Mendengar itu, sontak wajahku pun gembira Papa sebab aku membayangkan betapa kecewanya nanti Papa setelah apa yang diucapkan Nanang hanya omong kosong semata. Sebab aku yakin walau sudah sukses Nanang tak akan peduli pada ayahnya. Sebab Nanang tak meminta nomor rekeningku atau rekening Nawang sama sekali. Bagimana dia kirim uang ?

Aku pun tertawa dalam hati karena melihat wajah istriku yang sangat kesal. Menertawakan keputusan istriku untuk tetap tinggal disini ternyata salah. Sedangkan Nanang yang pergi dari rumah ini ternyata sukses. Seharusnya istriku dengar apa kataku. Patuh pada suaminya. Bukan merasa hebat. 

Maka setelah Nanang pulang, aku pun langsung mengolok istriku, “ Hebat kakakmu, masih muda tapi sudah kaya raya. Padahal dia tidak berbakti pada orang tunya. Harusnya kamu yang sukses karena sudah berbakti pada Papamu.  Mungkin seharusnya kamu berbaktui pada suami agar bisa sukses.“

Istriku hanya mendengus dan pergi ke kamar tidur.

Tak puas mengolok istriku, aku pun ganti mengolok mertuaku.

 “ Apa mungkin beli obat memakai slip gaji. Ha...ha “

“ Kamu iri dengan anakku. Contohlah dia jika ingin sukses, “ balas mertuaku dengan bersungut.

“ Anak durhaka jadi contoh. Berapa tahun Nanang, telantarkan ayah. Datang hanya beri uang satu juta saja, “ ucapku dengan mulut nyinyir.

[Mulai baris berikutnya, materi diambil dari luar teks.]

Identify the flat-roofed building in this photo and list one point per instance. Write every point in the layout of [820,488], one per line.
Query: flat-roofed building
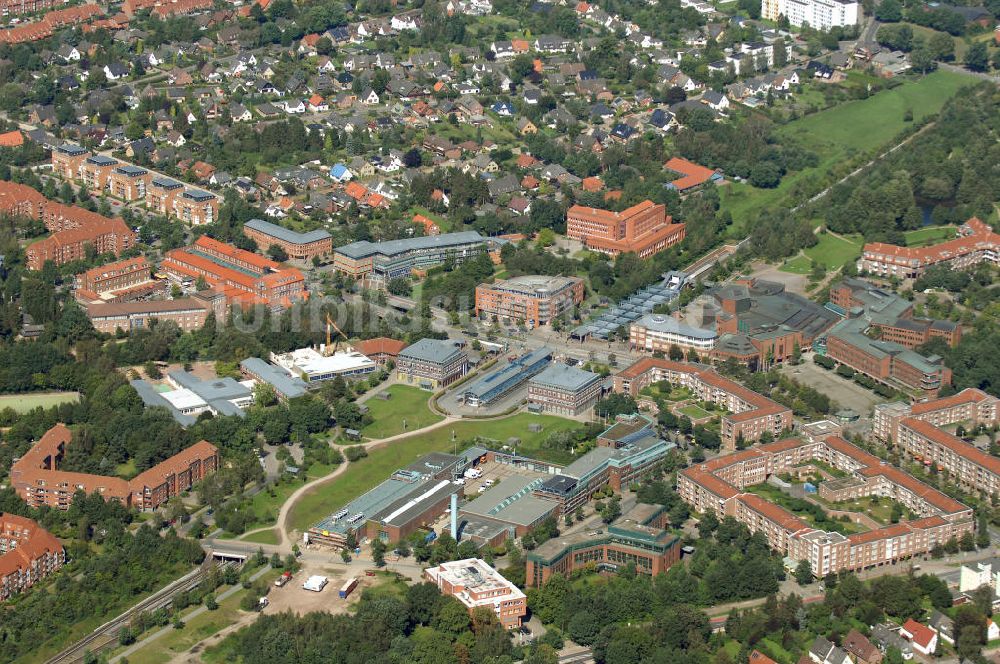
[28,553]
[564,390]
[644,229]
[383,261]
[534,300]
[432,363]
[657,333]
[301,246]
[638,538]
[477,585]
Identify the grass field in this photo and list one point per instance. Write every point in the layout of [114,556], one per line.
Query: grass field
[929,235]
[407,403]
[695,412]
[368,472]
[22,403]
[838,133]
[832,251]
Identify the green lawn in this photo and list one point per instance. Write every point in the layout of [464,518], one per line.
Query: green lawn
[846,130]
[407,403]
[695,412]
[368,472]
[929,235]
[22,403]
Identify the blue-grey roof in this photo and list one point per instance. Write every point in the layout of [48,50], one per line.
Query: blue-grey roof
[564,377]
[363,249]
[287,386]
[285,234]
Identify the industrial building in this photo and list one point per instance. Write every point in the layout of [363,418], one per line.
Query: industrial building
[28,553]
[412,498]
[564,390]
[314,366]
[301,246]
[503,381]
[186,396]
[37,479]
[639,537]
[475,584]
[382,261]
[531,299]
[431,363]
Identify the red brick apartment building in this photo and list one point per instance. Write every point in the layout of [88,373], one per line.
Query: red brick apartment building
[718,485]
[475,584]
[37,479]
[750,414]
[241,276]
[163,195]
[977,242]
[644,229]
[534,299]
[28,553]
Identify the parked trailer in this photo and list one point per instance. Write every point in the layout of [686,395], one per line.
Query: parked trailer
[348,586]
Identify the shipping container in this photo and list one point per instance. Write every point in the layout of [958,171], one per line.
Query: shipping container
[348,586]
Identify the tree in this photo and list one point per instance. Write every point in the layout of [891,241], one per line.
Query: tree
[977,57]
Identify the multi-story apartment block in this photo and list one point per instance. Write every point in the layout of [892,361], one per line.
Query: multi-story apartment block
[750,415]
[301,246]
[644,229]
[241,276]
[37,479]
[564,390]
[534,300]
[432,363]
[475,584]
[383,261]
[28,553]
[718,485]
[818,14]
[977,242]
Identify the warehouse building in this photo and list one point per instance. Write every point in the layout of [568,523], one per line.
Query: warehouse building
[639,537]
[503,381]
[383,261]
[564,390]
[431,363]
[531,299]
[301,246]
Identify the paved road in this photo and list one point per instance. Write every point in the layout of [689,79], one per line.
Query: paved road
[194,614]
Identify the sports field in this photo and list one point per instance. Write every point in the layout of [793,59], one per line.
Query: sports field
[836,134]
[406,404]
[376,467]
[22,403]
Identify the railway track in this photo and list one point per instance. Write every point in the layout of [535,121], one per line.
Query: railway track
[106,636]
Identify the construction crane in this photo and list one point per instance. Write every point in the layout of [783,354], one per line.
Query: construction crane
[331,325]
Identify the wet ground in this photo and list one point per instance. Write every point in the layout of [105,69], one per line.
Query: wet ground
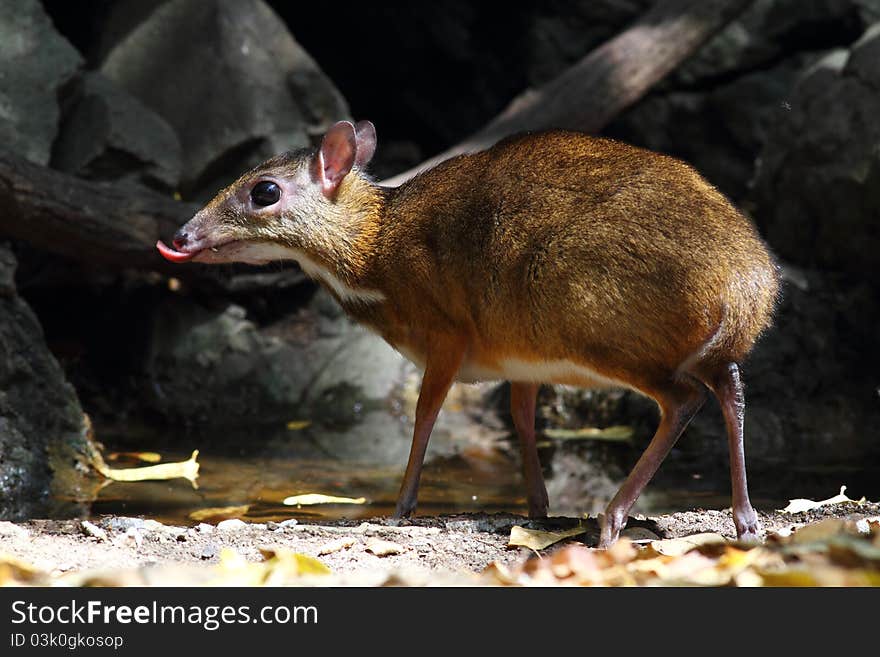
[460,476]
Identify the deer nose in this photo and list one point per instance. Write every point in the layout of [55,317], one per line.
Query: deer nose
[180,238]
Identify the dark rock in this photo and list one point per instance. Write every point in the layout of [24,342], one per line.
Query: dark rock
[250,90]
[41,422]
[439,71]
[719,131]
[108,134]
[35,62]
[811,398]
[817,188]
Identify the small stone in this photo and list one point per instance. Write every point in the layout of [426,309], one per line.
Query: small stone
[382,548]
[132,536]
[94,531]
[123,524]
[231,525]
[209,552]
[12,530]
[337,545]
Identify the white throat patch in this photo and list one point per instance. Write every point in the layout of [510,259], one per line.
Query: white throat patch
[315,271]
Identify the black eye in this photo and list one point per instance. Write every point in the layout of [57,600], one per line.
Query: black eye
[265,193]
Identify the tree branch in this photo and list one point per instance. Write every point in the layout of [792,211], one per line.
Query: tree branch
[118,224]
[101,223]
[592,92]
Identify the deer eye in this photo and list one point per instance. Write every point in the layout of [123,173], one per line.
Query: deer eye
[265,193]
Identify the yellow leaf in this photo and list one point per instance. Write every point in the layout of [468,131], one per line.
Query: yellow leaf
[536,539]
[188,469]
[614,433]
[290,563]
[146,457]
[15,572]
[220,512]
[800,505]
[316,498]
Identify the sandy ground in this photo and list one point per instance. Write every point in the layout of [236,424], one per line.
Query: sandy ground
[423,551]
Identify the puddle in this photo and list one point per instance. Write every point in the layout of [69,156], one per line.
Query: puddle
[462,478]
[460,475]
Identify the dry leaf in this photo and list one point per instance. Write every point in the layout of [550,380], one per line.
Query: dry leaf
[800,505]
[613,433]
[819,531]
[316,498]
[281,561]
[188,469]
[219,512]
[535,539]
[678,546]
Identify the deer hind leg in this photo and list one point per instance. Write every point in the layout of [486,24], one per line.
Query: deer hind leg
[679,401]
[523,397]
[725,383]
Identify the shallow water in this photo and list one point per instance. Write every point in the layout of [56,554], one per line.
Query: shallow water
[459,477]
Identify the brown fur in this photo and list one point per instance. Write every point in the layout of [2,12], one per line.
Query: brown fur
[564,246]
[547,248]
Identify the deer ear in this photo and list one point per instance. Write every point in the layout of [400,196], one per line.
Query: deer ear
[365,133]
[335,157]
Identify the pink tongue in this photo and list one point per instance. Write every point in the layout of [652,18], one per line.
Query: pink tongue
[174,256]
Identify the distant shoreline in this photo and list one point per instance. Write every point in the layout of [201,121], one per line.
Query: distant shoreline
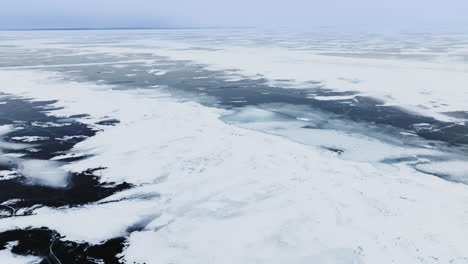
[115,28]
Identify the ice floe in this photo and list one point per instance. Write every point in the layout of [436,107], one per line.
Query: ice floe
[207,191]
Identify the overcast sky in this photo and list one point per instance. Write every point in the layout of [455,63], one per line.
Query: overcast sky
[365,14]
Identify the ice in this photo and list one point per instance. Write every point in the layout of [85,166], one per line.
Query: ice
[44,173]
[319,130]
[208,191]
[9,258]
[454,170]
[30,138]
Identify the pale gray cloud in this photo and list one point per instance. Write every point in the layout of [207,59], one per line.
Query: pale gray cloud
[370,14]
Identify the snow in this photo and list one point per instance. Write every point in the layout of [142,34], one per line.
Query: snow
[9,258]
[209,192]
[44,173]
[30,138]
[456,170]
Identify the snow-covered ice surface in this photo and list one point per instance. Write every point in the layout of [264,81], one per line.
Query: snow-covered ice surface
[220,176]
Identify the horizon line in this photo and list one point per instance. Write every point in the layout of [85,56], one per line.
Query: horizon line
[112,28]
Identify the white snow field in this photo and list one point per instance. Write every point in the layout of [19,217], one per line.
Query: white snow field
[210,192]
[423,73]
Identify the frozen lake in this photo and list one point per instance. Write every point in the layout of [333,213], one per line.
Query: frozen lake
[233,146]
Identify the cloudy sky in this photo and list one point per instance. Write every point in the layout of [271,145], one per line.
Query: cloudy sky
[365,14]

Wajah mertuaku tampak dongkol.

Tapi setelah seminggu justru giliran aku yang dongkol karena mertuaku menagih uang kiriman Nanang padaku..

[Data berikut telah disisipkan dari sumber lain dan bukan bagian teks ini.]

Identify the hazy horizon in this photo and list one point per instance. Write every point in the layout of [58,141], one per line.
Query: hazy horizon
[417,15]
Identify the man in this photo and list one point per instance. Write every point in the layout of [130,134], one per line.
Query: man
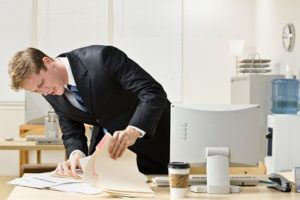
[101,86]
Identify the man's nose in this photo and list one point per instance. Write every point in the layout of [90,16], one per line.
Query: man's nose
[44,91]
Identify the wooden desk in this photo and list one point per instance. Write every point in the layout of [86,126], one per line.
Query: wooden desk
[22,144]
[25,146]
[260,192]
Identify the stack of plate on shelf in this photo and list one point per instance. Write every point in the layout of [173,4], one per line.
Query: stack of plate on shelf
[254,66]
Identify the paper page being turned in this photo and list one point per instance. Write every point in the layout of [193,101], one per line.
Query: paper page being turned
[119,177]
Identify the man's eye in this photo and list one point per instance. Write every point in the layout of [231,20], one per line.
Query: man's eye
[41,84]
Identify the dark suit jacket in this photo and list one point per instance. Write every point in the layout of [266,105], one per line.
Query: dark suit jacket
[117,92]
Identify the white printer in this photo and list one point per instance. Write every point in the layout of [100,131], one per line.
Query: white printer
[283,142]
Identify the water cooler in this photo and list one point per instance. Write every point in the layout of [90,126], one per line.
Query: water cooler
[283,143]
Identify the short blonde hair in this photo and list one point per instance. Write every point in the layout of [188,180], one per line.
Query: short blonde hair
[23,64]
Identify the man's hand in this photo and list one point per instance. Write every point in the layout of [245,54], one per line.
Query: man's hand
[68,167]
[121,140]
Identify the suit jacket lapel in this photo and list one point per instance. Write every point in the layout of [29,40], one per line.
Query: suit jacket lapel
[83,81]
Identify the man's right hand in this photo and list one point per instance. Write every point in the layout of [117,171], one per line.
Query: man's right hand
[68,168]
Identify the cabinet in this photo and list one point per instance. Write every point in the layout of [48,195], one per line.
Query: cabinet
[255,89]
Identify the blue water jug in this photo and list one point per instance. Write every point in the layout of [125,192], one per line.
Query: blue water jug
[285,96]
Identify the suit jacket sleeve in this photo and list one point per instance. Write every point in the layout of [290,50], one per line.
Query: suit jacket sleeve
[152,97]
[73,135]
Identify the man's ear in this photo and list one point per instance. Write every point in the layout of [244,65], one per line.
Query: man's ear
[47,61]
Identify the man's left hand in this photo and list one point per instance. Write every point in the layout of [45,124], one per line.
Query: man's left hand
[121,140]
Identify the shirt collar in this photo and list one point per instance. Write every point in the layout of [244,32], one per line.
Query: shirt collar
[66,62]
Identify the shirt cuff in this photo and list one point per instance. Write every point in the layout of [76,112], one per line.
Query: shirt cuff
[142,133]
[75,151]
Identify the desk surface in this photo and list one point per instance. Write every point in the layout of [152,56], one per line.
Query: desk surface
[22,144]
[256,192]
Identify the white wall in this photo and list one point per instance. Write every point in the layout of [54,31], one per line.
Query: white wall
[207,62]
[207,25]
[11,116]
[271,16]
[15,34]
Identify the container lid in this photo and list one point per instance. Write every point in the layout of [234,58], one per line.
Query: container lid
[179,165]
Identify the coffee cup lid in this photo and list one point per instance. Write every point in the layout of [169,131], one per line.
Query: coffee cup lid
[179,165]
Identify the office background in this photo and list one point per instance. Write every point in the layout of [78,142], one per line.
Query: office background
[183,43]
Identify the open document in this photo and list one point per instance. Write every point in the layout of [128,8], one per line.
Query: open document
[119,177]
[101,173]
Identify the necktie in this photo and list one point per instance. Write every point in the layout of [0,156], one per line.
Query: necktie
[78,98]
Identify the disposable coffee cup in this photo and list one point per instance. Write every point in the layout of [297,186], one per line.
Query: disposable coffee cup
[178,179]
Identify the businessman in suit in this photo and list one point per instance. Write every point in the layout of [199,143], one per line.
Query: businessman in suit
[101,86]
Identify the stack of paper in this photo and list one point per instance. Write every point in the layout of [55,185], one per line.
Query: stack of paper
[119,177]
[47,181]
[101,173]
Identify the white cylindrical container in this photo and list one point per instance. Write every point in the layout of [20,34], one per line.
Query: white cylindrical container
[178,179]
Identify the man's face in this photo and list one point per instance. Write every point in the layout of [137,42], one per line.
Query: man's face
[47,82]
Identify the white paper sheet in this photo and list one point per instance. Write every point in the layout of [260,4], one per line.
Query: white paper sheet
[119,176]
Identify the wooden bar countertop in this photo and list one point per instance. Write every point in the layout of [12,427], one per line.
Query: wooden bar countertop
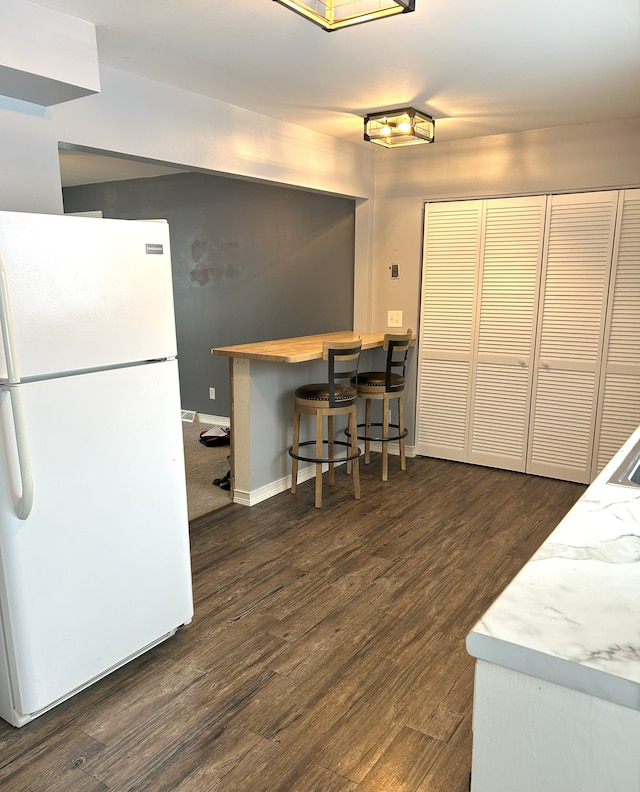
[297,350]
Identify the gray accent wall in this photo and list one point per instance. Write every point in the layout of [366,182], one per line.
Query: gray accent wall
[251,262]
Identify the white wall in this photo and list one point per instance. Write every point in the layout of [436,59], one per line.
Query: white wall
[139,118]
[564,159]
[30,180]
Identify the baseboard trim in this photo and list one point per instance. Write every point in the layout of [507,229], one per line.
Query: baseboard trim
[218,420]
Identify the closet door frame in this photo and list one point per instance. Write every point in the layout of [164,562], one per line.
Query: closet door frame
[576,267]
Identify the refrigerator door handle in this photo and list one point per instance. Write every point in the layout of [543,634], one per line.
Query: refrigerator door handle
[25,502]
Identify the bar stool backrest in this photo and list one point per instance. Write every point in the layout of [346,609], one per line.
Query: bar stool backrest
[396,345]
[343,358]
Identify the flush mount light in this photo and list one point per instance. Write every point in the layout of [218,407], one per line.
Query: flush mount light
[404,127]
[336,14]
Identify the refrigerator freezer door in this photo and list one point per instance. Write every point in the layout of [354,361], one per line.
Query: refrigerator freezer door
[101,568]
[86,292]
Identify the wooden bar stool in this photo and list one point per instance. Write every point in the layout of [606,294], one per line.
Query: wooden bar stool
[384,386]
[329,399]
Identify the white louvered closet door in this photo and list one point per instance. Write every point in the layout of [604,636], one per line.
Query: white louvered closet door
[575,276]
[619,410]
[451,251]
[506,313]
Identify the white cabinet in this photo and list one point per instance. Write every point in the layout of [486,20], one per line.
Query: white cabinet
[517,320]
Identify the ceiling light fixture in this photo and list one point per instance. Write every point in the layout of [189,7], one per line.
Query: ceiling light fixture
[405,127]
[336,14]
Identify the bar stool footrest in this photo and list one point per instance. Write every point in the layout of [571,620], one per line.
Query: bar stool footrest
[373,439]
[334,459]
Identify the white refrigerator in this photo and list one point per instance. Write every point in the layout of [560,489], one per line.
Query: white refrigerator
[94,542]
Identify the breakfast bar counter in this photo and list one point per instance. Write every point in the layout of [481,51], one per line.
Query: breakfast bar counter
[263,377]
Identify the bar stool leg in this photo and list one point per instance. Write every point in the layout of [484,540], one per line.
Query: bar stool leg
[353,428]
[296,449]
[330,439]
[403,456]
[319,427]
[367,430]
[385,433]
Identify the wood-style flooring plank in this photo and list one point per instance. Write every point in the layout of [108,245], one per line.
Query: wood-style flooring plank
[326,653]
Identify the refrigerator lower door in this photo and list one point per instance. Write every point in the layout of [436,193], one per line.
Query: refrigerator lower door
[100,571]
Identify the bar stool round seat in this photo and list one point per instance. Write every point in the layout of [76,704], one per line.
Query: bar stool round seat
[328,400]
[385,386]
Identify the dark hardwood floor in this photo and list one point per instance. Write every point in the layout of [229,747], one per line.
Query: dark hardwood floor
[327,650]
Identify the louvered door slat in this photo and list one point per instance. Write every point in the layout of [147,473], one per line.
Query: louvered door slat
[507,309]
[450,255]
[576,267]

“ Tak ada, “ jawabku ketus.

“ Nanang pasti kirim. Dia sudah kaya. Gajinya lebih dari 80 juta per bulan. “

“ Ayahnya pembohong. Anaknya juga pembohong. Mana bisa Nanang kirim uang. Dia tak tahu nomor rekeningku. Aku yakin itu slip gajinya palsu.“

“ Cek dulu di rekeningmu baru bicara. Jangan asal tuduh.“

“ Buat apa !”

 “ Pokoknya uang itu ada di rekeningmu. “

“ Jadi, Papa menuduhku berbohong! “

Aku tarik tangan mertuaku. Kuseret dia ke kamar tidur.